Do state tax credits pay off?
Tax-subsidy report findings reveal opportunities for needed changes
Those concerned with how Nebraska spends money should look at a report issued Monday by the Legislative Audit Performance Committee about some of Nebraska's business tax subsidy programs.
The report found that the state spends up to $234,568 to create a single job under a tax subsidy offered to businesses. By anyone's standard that's a lot of money.
The report went on to say that it's impossible to figure out whether this is money well spent because: "The audit's overarching finding is that the program goals expressed by the Legislature ... are too general to permit a meaningful evaluation of whether the programs are, in fact, accomplishing what the Legislature hoped they would accomplish."
This illustrates what The New York Times reported in December, that Nebraska -- along with Alaska and West Virginia -- gives up more money per resident in business subsidies than any other state.
Nebraska is not unique. Twenty-four other states have previously conducted audits and found similar issues with their subsidy programs. Nebraska can use the experience of these other states to help form its own policies and responses to tax-subsidy reform.
Tax subsidies work just like government spending in that they take money from the state's coffers that could be used for something else. Where they differ from other forms of spending is in the lack of scrutiny. Government appropriations in Nebraska are reviewed by the legislature every two years when the new budget is drawn up. This helps prevent spending measures from outliving their usefulness to the state.

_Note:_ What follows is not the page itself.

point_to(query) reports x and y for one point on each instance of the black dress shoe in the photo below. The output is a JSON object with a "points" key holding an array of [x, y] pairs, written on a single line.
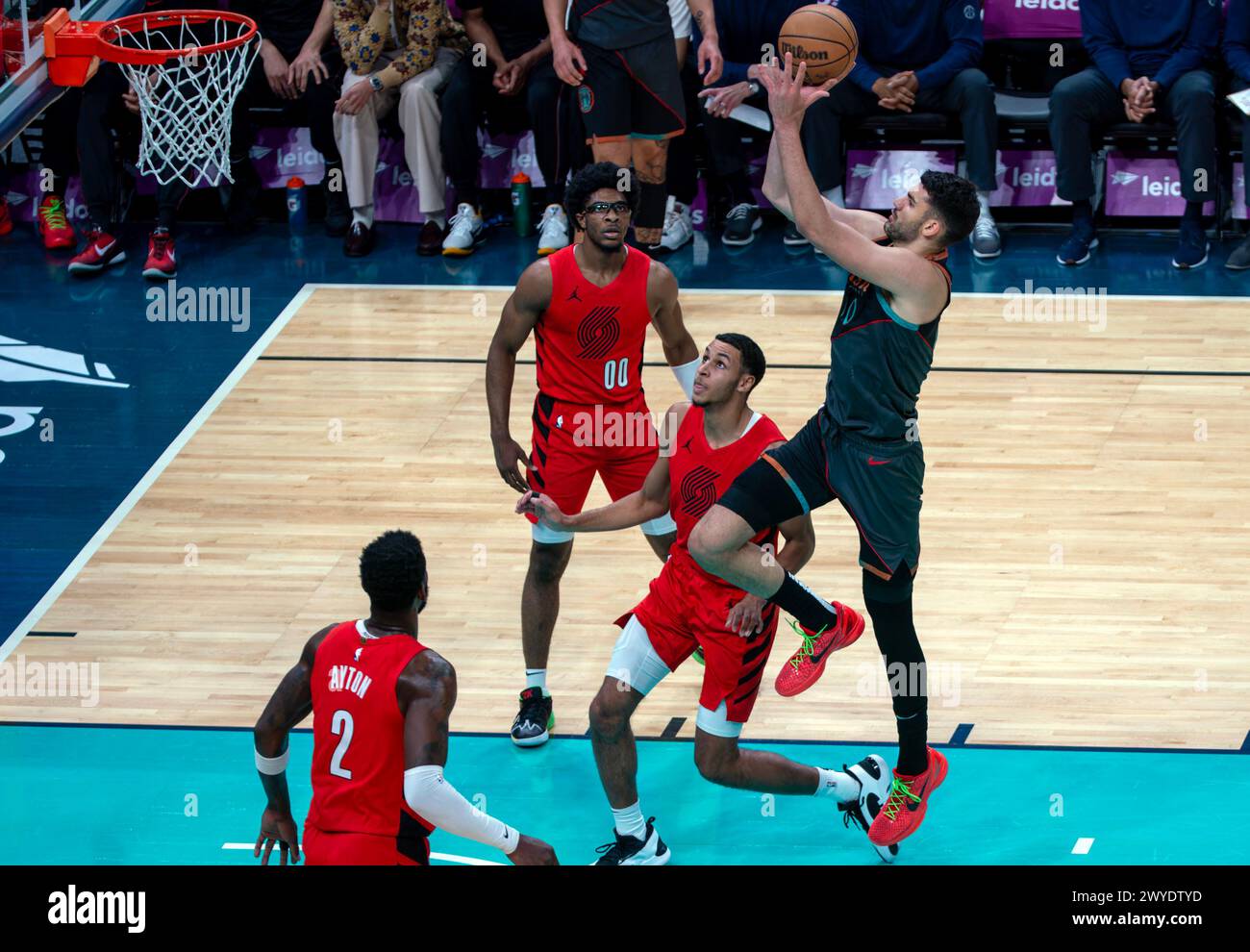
{"points": [[430, 240], [359, 241]]}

But business tax subsidies get on the books by way of legislation that is passed apart from the budget. And, regardless of how much they cost, these subsidies usually are never reviewed again. They become permanent fixtures to the state's tax code -- for better or worse.
Subsidies are supposed to make up for their costs as they help companies create new jobs and grow the economy. But when they don't work as intended, they become liabilities that drain the state of needed revenue.
The audit points to the obvious need for Nebraska to change how it evaluates subsidies.
Several states have regular review of subsidies as part of their legislative processes. For example:
In Florida, all bills and subsidy programs undergo a data-based evaluation by several experts who determine, in public hearings, the estimated costs of these bills and programs. Business subsidies are reviewed annually to determine whether they meet their intended objectives and to ensure their costs don't exceed forecasted amounts. Results are posted online so lawmakers have current and reliable information to use in policy discussions.
In Washington, major tax subsidies must be evaluated by trained, non-partisan analysts at least once every 10 years to see if the subsidies should continue.
Vermont requires that the governor's budget addresses the most recent tax subsidy evaluations and provides specific recommendations about whether to continue, modify or terminate the subsidies. When the governor's recommendation differs from the evaluations, the budget must explain the governor's reasons.
Arizona mandates that the legislature's tax-writing committees hold public hearings after the release of tax-subsidy evaluations in order to determine whether the credit should be amended, repealed or retained.
Talk of tax reform is rampant in Nebraska these days and that is a good sign. Our state tax code hasn't undergone serious changes in more than half a century.
Legislation proposed by Sen. Paul Schumacher would establish a commission to take a hard look at Nebraska's state tax code. The measure, LB613, would be a great way to address issues with Nebraska's aging tax code and the topic of subsidy review should be a major part of this commission's discussion.
Sen. John Harms and the Legislative Audit Performance Committee deserve credit for their efforts to look at Nebraska's subsidies and for their calls for better review of these tax credits.
If we heed their calls and then follow the lead of other states that have already traveled this road, we could feel more confident that Nebraska gets its money's worth in terms of subsidies.